Ce sont des choses que l’on ne voit pas. Et dont ne parlent pas les parents et les enfants qui y sont contraints. Parce que c’est leur force, leur combat. Une famille qui vit dans le trop peu est, en permanence, occupée (et préoccupée) à devoir mettre en œuvre toutes sortes de trucs et ficelles, qui pompent l’énergie, pour pouvoir, tout simplement, essayer d’être « comme les autres ». Et quand on cherche à se présenter « comme les autres », on ne va pas raconter à quel point ça pèse de devoir toujours demander à d’autres, postposer, refuser, ne pas pouvoir…
C’est bien l’énergie folle et le temps incompressible que demande cette survie au quotidien qu’il faut pouvoir faire comprendre à ceux qui disent : « Tu vois, ils ne viennent même pas au théâtre, alors qu’on leur paie leur place ».
Ce n’est pas la méthode, alors, qu’il faudrait revoir au plan politique, plus que les moyens financiers ?
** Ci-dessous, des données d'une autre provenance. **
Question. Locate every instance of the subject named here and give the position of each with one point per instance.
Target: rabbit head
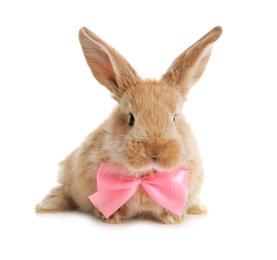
(147, 131)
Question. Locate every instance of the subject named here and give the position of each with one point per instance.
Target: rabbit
(146, 132)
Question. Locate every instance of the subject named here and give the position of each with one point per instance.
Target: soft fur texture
(159, 139)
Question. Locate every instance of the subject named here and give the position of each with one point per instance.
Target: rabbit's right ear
(108, 66)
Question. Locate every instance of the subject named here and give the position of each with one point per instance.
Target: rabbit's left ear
(189, 66)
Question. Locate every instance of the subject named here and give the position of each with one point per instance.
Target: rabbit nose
(152, 152)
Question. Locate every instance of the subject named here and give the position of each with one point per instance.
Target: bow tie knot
(169, 189)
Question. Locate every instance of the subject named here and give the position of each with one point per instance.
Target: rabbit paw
(199, 209)
(116, 218)
(170, 218)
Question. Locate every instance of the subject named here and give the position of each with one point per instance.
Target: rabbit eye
(131, 119)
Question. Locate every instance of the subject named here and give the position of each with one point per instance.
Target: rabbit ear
(108, 66)
(189, 66)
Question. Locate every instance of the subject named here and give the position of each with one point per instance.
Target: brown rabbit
(146, 132)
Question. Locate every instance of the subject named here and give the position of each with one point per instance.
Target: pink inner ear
(106, 66)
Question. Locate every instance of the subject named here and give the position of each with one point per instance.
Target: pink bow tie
(169, 189)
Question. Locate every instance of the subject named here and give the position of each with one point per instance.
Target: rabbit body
(145, 133)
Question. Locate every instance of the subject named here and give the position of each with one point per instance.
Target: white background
(49, 102)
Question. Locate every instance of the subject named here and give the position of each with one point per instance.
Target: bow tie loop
(169, 189)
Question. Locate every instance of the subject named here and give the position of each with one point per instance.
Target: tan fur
(157, 141)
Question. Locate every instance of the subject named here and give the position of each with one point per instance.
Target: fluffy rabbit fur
(146, 132)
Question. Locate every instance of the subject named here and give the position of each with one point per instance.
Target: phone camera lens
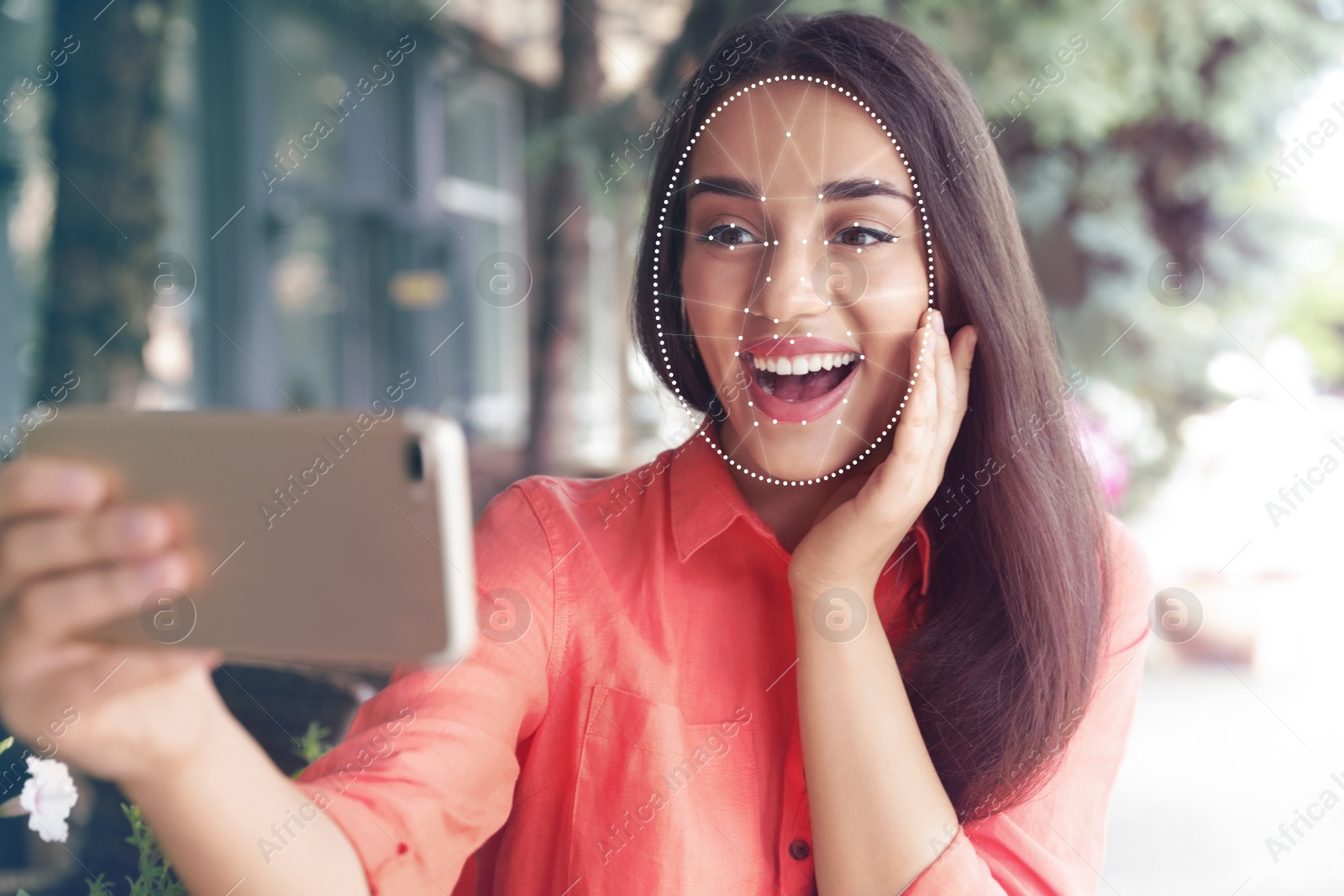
(414, 461)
La question essentielle, c’est bien celle de l’adaptation de la méthode aux problèmes. Ainsi, on ne « tombe » pas pauvre, de la même manière qu’on ne « tombe » pas enceinte, en fait. Il y a des facteurs, structurels et conjoncturels, collectifs et individuels, qui appauvrissent. De même, il y a des conditions, autres qu’individuelles, à mettre en œuvre, pour permettre aux populations d’avoir davantage de latitude ou d’horizon devant eux, d’avoir un peu plus de « lest », aussi bien financier que mental et social. On ne peut pas arriver à se sentir mieux, si il n’est pas possible de mettre un euro de côté à la fin du mois. Mais on ne peut pas progresser, non plus, si on n’a pas une heure de sérénité à disposition. C’est cela, la latitude : c’est tout ce qui constitue le différentiel qui permet d’évoluer, de se projeter, de prendre le temps d’échanger des idées avec un autre, de sentir que l’on pourra construire un avenir. L’enrichissement, c’est donc aussi le relationnel, le territoire que l’on habite et ceux que l’on fréquente, et c’est aussi le temps. C’est cela, lutter contre l’appauvrissement, plus que contre la pauvreté : c’est tenter de (re)gagner de l’égalité sur l’ensemble de ces enjeux-là. D’où la nécessité de politiques structurelles coordonnées : plutôt que chercher à remettre les gens sur les rails, il faut songer d’abord à tout ce qui les empêche de se rendre à la gare. Il faut imaginer, dans tous les domaines, des points d’appui qui permettent aux populations appauvries de construire le chemin qui serait utile pour elles et pour la collectivité.